Kinetics of DMSP lyases in whole cell extracts of four Phaeocystis species: Response to temperature and DMSP analogs

Abstract Dimethylsulfoniopropionate (DMSP) lyases are present in a wide variety of marine phytoplankton and are responsible for converting the osmolyte DMSP into dimethylsulfide (DMS) and acrylate. The physiological functions of DMSP lyases are not well understood, but they have received considerable attention because of the role of volatile DMS in trophic dynamics and ocean–atmosphere sulfur exchange. Marine phytoplankton of the genus Phaeocystis are important DMSP producers in the ocean and play a pivotal role in global biogeochemical cycles by forming massive blooms and emitting large amounts of DMS to the atmosphere (~ 0.05 Tmol DMS year − 1 ). In this study, we used an in vitro, whole-cell extract assay to examine the pH and temperature dependence as well as substrate-specific kinetics of DMSP lyase activity in five different strains of Phaeocystis , including colonial growth forms of Phaeocystis antarctica CCMP 1871, Phaeocystis globosa CCMP 627 and P. globosa CCMP 628, and single cell growth forms of Phaeocystis jahnii CCMP 2496 and Phaeocystis cordata CCMP 3104. All of the tested strains had optimum lyase activity at pH 5. At this pH, the highest V max and lowest K m values were recorded at 20 °C for P. antarctica ; 25 °C for P. globosa 627, P. jahnii and P. cordata ; and 30 °C for P. globosa 628. Under optimal conditions, V max and K m ranged from 22.2 to 56.4 nmol DMS min − 1  μg Chl  a − 1 and 2.11 to 7.12 mM, respectively, and higher V max values were found in colonial Phaeocystis species ( P. antarctica and P. globosa ) as compared with the single-celled species ( P. cordata and P. jahnii ).

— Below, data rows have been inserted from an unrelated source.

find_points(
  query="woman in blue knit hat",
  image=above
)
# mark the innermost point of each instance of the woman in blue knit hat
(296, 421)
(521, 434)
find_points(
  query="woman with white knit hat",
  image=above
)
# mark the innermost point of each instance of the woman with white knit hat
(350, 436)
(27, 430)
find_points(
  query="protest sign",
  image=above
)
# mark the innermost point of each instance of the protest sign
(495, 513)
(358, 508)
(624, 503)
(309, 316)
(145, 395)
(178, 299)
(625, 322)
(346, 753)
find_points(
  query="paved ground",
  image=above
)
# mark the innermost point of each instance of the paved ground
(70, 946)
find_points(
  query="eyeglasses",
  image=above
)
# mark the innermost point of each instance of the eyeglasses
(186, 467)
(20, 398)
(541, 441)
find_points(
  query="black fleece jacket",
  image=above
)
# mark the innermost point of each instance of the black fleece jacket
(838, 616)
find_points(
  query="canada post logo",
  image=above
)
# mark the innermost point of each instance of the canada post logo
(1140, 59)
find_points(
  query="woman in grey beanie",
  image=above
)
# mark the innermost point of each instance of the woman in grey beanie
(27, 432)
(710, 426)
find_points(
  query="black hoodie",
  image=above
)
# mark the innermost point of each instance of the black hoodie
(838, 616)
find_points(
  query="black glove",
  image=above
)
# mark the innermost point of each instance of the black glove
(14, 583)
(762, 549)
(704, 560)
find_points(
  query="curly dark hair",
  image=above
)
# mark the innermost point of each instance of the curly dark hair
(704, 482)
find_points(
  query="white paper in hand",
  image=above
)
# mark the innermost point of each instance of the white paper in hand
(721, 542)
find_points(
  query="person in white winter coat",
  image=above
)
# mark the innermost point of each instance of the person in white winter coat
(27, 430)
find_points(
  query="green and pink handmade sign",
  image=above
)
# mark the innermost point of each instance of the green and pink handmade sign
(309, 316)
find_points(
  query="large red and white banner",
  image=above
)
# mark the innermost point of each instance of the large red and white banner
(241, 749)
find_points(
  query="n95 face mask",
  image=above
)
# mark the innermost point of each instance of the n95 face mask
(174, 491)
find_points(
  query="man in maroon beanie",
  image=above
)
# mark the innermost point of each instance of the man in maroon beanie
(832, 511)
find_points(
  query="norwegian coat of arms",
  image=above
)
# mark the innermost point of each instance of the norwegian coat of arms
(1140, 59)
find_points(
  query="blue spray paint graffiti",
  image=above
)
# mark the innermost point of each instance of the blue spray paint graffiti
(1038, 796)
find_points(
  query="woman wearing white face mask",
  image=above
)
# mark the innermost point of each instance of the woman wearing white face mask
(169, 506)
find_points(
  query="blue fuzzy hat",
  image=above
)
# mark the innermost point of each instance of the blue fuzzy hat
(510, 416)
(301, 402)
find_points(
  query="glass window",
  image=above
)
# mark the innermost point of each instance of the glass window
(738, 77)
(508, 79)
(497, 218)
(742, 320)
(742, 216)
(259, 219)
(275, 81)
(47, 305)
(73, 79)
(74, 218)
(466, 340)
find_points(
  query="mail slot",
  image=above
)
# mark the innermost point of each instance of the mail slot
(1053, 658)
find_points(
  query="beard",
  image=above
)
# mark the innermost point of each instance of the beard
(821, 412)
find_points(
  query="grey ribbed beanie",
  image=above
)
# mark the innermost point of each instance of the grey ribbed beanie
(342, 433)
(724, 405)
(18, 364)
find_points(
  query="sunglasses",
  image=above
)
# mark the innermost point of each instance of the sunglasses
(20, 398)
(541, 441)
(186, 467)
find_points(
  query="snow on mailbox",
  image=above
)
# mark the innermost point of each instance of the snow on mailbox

Substrate specificity tests indicated that the lyases of all five Phaeocystis strains cleaved the DMSP analogs, diethylsulfoniopropionate (DESP) and 2-chloroDMSP with liberation of diethylsulfide (DES) and DMS, respectively. However, the lyases of all five Phaeocystis strains had at least 1.5 to 3.4 times higher affinity towards DMSP compared to its analogs 2-chloroDMSP and DESP, indicating moderate specificity of the enzyme for DMSP. Chlorophyll a -normalized lyase activities in Phaeocystis species are in the upper range of what has been measured in field samples, highlighting the potential importance of Phaeocystis spp. in oceanic DMS production.